A day before winter break senior year of college, I went to my fiction workshop professor to collect my portfolio. He sat with the pages in his hands and asked if I was going to teach. He said he’d write a letter to an MFA program, that I was a good writer. He looked up at me. I remember the feeling in my stomach then, and through the end of student teaching, when the answer to what I was going to do with an English major only made sense on paper.
From the start of my teaching career I wasn’t sure I wanted to be a teacher because I wanted more to be a writer. I started teaching supposing I’d quit after two or three years and go to grad school but two or three years into teaching, I wasn’t camped out at the kitchen table counting syllables or playing with dialogue on a long run. I missed writing.
And I resented teaching for exacting a high toll on my creativity. I thought about quitting to become a barista or postal worker. I played an accelerated fantasy that started with my closed mouth smile on a book jacket and ended with the toss-up prizes of a Pulitzer or an Oprah endorsement. I imagined writing something to turn us upside down. I looked in the mirror and pretended I was a relevant element of our culture. Yes, I know how grandiose this sounds. Wishing for a writing life on a neglected notebook. I had to start again. I joined my students for ten minutes of writing practice at the start of each forty-five minute class. On weekends I drove to a Starbucks off the interstate and made deals with myself. One hour. Five pages. Two poems. I became my own slow MFA program.
Moving abroad to teach was my commitment to the profession. My commitment to writing was a stack of empty notebooks in one corner of the suitcase. I wrote my way through Colombia. I had a daughter and left the classroom and found writing while parenting is as much a balance as writing while teaching.

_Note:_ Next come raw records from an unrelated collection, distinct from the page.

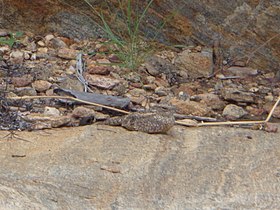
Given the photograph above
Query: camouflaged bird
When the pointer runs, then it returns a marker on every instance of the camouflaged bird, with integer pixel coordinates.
(150, 121)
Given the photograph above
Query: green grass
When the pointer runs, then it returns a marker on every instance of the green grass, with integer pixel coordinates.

A year after my son was born, I returned to teaching part-time, in Kuwait. Teaching creative writing increased my respect for craft. More, teaching creative writing increased my respect for the job. Now I was thinking about teaching in a new way because I wanted to figure out how to distil the wide field of writing into a semester that would inspire students to write for joy in my class and continue writing after. I dug into my own practice and took a couple of online workshops, gleaning craft and teaching ideas from my professors. Part-time is great for writers.
While I was full with two kids, work and a slack effort at meal planning, I had space to write, often stopping at a café on the way home from school to draft for an hour or so. Now I’m fulltime and waver if that was a good decision for my art. For my life – shared with a husband and kids – going fulltime makes sense. On paper. Which is why I write about this tricky balance now.

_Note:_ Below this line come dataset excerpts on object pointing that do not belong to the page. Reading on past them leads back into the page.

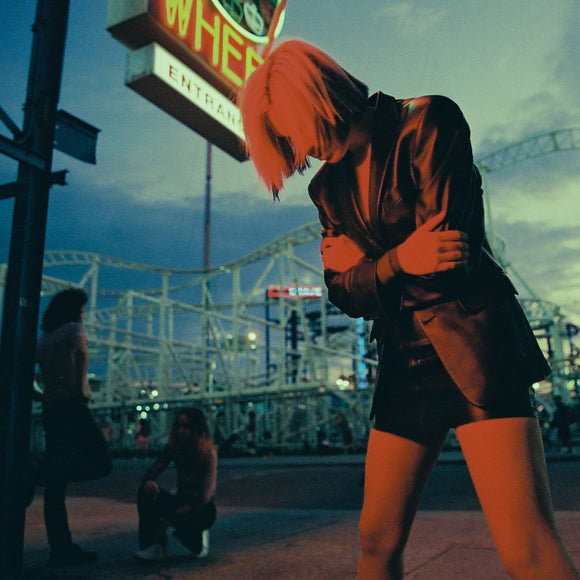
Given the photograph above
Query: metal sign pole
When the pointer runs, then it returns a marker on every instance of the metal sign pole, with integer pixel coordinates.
(22, 299)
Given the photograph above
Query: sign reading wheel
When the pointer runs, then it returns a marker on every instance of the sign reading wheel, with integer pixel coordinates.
(190, 57)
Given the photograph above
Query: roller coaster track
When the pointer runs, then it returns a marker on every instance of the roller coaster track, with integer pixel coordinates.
(134, 332)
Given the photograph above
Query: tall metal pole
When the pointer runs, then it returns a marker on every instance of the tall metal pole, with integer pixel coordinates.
(207, 221)
(22, 298)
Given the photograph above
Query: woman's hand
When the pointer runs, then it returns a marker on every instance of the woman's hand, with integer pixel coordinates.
(151, 489)
(340, 253)
(427, 251)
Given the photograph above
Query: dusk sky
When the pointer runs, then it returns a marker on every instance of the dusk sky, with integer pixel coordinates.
(511, 65)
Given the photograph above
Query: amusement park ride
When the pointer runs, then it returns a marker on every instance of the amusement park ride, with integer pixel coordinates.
(256, 335)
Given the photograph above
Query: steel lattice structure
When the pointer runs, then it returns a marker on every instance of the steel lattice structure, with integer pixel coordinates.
(216, 339)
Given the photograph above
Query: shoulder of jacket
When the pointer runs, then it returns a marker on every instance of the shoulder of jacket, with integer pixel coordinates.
(432, 106)
(316, 185)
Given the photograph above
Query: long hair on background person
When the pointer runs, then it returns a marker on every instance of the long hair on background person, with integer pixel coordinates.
(314, 98)
(197, 442)
(66, 306)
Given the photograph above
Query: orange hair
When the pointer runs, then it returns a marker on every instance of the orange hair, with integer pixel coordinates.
(289, 106)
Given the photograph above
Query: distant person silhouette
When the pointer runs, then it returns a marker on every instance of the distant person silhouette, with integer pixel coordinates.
(191, 511)
(75, 447)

There are two things that keep me writing while teaching. One, I love to write. This is a gift I can’t waste. Two, my professional ambition is my classroom. I don’t want to be a curriculum director or counsellor or principal. I occasionally fret my resume is thin because I forgo school leadership, committees and activities to retain time and creative energy for writing. This might be a terrific mistake. At the end, my collection of narrative and poetry could have a readership of tens. Because I’ve spent more time practicing craft than sharing my work, I’m behind on publishing and don’t know which house might champion a mid-to-late thirties unknown. But teaching is a rich life too. Another gift I can’t waste.
In June when I held the thought I am a teacher in my head, it tasted a little of failure. Am I teacher more than writer? I sat still for a while. I got quiet. I played out the previous decade in the classroom. I am fortunate to teach the craft I love. I am fortunate to share in the start of many writing lives. There’s the marvel I first naively thought of this career, that I get paid to read and write all day. But I also choose art.
I want to be a great writer. For too long, I thought I could be great at one thing or the other. Pick writing or teaching. That or hinged two different lives. For years, I wanted writing more. Teaching was a weight on my ambition. I couldn’t see how I might become a great writer while teaching. But that’s what is happening now. I make art one tiny piece at a time. I am a teacher and writer. A writer and teacher. This is the tension I keep.